Credo, sia molto importante far sentire agli studenti, giovani o meno giovani, una vicinanza, culturale e umana. Consapevole che, tutto questo, non sarebbe possibile se dietro non ci fosse quel lavoro sull’arte, con l’arte, e per l’arte. Perché proprio questa disciplina del “fare” l’arte, presuppone che anche nella relazione con gli altri, didattica e umana, essa debba possedere le stesse caratteristiche e lo stesso affetto che provo nel momento in cui faccio il mio lavoro. Per esempio: rivedendomi un attimo con i bambini che mi circondano e mentre stavo facendo un piccolo “origami” con la mia tela, mentre la preparavo con quei gesti di piegatura, mi è venuto in mente per un attimo, quando mio padre mi fece, con un foglio di carta bianca, un primo aeroplanino di carta. E’ un ricordo preciso.
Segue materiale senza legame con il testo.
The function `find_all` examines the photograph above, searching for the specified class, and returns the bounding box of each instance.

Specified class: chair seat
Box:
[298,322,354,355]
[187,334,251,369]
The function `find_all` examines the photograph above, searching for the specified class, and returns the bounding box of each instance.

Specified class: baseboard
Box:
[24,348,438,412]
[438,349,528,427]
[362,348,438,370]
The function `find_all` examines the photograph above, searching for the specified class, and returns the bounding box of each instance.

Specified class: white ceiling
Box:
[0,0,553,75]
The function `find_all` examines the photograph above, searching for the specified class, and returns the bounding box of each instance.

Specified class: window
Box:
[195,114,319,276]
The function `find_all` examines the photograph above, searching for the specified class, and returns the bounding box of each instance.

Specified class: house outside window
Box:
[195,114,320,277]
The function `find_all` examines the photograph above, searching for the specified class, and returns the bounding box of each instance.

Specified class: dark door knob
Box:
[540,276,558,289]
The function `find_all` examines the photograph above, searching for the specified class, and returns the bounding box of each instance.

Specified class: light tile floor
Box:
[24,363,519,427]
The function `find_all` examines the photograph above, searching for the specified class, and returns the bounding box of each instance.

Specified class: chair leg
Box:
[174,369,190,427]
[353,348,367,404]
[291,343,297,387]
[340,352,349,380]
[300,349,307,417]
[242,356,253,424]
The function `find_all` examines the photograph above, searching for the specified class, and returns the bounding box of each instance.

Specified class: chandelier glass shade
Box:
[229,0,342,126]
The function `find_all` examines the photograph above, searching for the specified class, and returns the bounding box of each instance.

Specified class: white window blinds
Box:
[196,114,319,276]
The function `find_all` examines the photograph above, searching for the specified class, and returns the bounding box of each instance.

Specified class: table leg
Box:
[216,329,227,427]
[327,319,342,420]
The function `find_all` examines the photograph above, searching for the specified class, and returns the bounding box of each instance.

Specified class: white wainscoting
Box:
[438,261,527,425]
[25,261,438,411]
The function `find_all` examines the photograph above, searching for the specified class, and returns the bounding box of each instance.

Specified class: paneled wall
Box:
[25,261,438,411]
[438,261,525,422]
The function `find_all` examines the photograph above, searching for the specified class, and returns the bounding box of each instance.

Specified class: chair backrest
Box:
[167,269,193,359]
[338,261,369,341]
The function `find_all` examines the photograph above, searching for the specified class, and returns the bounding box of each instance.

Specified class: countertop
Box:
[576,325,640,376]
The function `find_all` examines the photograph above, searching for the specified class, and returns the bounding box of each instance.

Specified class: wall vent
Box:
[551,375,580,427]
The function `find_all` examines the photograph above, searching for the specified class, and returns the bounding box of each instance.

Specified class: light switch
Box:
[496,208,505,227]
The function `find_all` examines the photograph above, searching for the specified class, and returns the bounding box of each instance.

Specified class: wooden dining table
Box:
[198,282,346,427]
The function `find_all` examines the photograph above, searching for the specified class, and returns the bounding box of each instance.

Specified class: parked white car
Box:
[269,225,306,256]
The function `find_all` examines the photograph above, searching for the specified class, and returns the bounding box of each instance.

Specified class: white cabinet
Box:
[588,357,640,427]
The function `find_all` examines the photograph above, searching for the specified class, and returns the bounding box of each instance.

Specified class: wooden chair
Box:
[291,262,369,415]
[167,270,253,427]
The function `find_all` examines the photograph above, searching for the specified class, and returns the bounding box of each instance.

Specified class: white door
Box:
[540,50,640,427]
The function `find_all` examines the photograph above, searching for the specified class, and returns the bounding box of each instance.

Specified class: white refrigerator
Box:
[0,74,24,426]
Ero molto stupito nel vedere lavorare queste mani con un foglio di carta piegandola e dare vita a questo oggetto. Poi fece un gesto molto curioso che ricordo ancora adesso, quello del soffiare sulla punta di questo aeroplanino; e io non capivo che cosa fosse, cosa servisse quel gesto. Ecco, in quel momento, mentre ero in studio con i bambini di Mus-e che mi guardavano e con gli occhi spalancati, ed io stavo piegando la tela, mi è venuto in mente quel gesto.

Allora ho pensato che quei bambini erano come quegli aeroplanini di carta e che io ero lì per fare quel gesto… (quello di soffiare sulla punta dell’aeroplanino). Per farli staccare da terra e farli volare nelle cose dell’arte».